飲み屋街の喧騒のなか、じっと僕を見つめてくる同年代の男。
(どっかで会ったことがあるやつか……?)
男の背後の電飾看板が明滅し、パッと強く光ったとき、僕の頭に昔の記憶が蘇った。
思わず駆けよった。
「……大輔、大輔じゃないか! 久しぶりだなあ、僕だよ、翔だよ!」
「やっぱり! 翔だったのか!」
懐かしい! 隣に住んでた大輔だ。小6で引っ越して行ってそれ以来だ。
大輔と僕は居酒屋に直行し、会わなかった時を埋めるように語り合った。
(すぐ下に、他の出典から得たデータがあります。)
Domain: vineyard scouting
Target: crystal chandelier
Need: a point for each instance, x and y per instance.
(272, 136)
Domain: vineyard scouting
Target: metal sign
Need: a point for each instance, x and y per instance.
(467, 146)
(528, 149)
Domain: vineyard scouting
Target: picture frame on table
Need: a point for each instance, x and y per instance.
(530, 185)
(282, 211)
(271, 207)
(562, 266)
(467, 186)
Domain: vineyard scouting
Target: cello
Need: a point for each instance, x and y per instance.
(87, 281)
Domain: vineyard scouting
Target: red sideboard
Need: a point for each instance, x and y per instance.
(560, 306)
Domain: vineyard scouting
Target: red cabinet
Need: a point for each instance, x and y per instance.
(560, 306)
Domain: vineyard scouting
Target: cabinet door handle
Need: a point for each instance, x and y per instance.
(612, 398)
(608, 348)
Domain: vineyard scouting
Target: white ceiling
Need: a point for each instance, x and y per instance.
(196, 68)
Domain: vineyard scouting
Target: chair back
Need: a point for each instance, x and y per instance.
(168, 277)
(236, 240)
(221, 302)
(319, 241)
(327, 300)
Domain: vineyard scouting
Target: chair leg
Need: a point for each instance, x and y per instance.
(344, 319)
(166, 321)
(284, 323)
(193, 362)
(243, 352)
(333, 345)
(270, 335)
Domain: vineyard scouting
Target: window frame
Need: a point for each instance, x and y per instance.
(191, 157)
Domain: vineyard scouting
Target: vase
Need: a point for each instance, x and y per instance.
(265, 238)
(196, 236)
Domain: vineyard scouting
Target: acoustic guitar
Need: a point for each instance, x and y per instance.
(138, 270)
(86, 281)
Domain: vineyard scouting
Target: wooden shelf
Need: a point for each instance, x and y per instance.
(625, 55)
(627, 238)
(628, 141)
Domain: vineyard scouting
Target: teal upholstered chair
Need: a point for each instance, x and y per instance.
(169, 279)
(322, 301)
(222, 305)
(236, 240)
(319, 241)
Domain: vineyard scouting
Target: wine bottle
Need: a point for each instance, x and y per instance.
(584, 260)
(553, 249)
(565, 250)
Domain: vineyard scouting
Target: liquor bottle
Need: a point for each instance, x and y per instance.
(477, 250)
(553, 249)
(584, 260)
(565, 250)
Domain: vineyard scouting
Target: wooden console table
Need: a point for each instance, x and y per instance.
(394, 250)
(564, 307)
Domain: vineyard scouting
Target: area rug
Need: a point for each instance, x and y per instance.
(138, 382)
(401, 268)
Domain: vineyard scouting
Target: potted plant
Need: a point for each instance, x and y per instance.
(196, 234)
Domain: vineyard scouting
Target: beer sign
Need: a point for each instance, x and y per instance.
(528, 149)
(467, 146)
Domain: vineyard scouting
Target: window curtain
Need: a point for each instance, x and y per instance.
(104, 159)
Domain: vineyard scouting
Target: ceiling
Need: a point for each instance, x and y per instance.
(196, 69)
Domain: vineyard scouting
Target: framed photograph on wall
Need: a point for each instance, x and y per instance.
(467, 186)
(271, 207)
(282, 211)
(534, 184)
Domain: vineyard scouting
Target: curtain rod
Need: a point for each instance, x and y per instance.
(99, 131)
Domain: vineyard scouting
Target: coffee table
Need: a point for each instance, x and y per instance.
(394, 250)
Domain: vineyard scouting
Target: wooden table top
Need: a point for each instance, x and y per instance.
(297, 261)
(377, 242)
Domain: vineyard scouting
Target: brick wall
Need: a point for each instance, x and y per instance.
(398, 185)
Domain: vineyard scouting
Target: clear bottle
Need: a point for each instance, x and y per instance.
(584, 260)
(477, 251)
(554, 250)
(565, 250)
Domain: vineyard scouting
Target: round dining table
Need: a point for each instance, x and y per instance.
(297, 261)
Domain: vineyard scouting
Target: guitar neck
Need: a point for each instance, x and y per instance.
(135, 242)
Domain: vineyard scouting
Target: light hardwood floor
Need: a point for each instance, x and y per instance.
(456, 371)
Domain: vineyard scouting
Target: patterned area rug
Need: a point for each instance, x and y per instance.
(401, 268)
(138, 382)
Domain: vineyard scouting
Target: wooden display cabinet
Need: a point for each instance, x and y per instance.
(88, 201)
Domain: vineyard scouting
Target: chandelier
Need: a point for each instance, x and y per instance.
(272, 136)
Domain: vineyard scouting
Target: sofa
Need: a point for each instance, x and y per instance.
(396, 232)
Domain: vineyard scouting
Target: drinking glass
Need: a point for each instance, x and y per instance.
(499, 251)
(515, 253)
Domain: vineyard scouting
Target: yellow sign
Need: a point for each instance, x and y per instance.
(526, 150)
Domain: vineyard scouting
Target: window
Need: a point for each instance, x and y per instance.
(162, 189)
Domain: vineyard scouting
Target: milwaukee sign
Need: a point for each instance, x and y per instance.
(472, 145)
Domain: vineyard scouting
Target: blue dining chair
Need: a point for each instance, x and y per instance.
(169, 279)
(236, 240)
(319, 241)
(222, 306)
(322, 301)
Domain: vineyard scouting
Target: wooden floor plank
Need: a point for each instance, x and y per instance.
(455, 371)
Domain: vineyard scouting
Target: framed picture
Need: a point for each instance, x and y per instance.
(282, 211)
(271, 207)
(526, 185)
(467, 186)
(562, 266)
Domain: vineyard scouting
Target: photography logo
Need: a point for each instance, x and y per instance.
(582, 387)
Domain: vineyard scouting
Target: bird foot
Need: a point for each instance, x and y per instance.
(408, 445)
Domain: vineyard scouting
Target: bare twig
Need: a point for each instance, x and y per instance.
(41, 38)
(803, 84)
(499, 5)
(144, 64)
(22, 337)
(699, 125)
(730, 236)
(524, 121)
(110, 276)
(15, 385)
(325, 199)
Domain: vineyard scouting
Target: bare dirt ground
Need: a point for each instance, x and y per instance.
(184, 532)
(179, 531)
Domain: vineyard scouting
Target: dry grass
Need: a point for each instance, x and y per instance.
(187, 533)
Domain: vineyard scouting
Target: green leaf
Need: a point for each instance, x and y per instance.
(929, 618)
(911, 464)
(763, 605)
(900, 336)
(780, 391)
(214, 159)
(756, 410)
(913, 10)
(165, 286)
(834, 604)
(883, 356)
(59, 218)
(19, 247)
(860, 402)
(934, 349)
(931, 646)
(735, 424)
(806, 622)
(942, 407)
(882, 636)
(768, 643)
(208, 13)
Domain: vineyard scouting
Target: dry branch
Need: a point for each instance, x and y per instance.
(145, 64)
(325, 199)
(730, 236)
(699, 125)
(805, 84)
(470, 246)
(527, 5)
閉店で店を追い出されると、公園のベンチで缶ビールを開けた。
「俺たちもよく公園で遊んだよな」
と思い出に浸ろうとしたとき、信じられないことが起きた。突如、夜空にUFOが出現したのだ!
驚愕する僕に、大輔は落ちつき払った声で言った。
「そろそろ思い出せよ、翔。俺たちの星のこと。帰星するから、お前を迎えに来たんだよ」
大輔の背後でUFOが眩しく明滅すると、それを合図に僕は全てを思い出した。
そうだ、そもそも僕は地球人じゃなかった、故郷の星で幼い頃から大輔と……
***
強い光に目がくらみ意識をぼうっとさせる奴を見ながら、俺はほくそ笑んだ。手にした懐中電灯に似た、記憶改ざん装置をそっとポケットに戻す。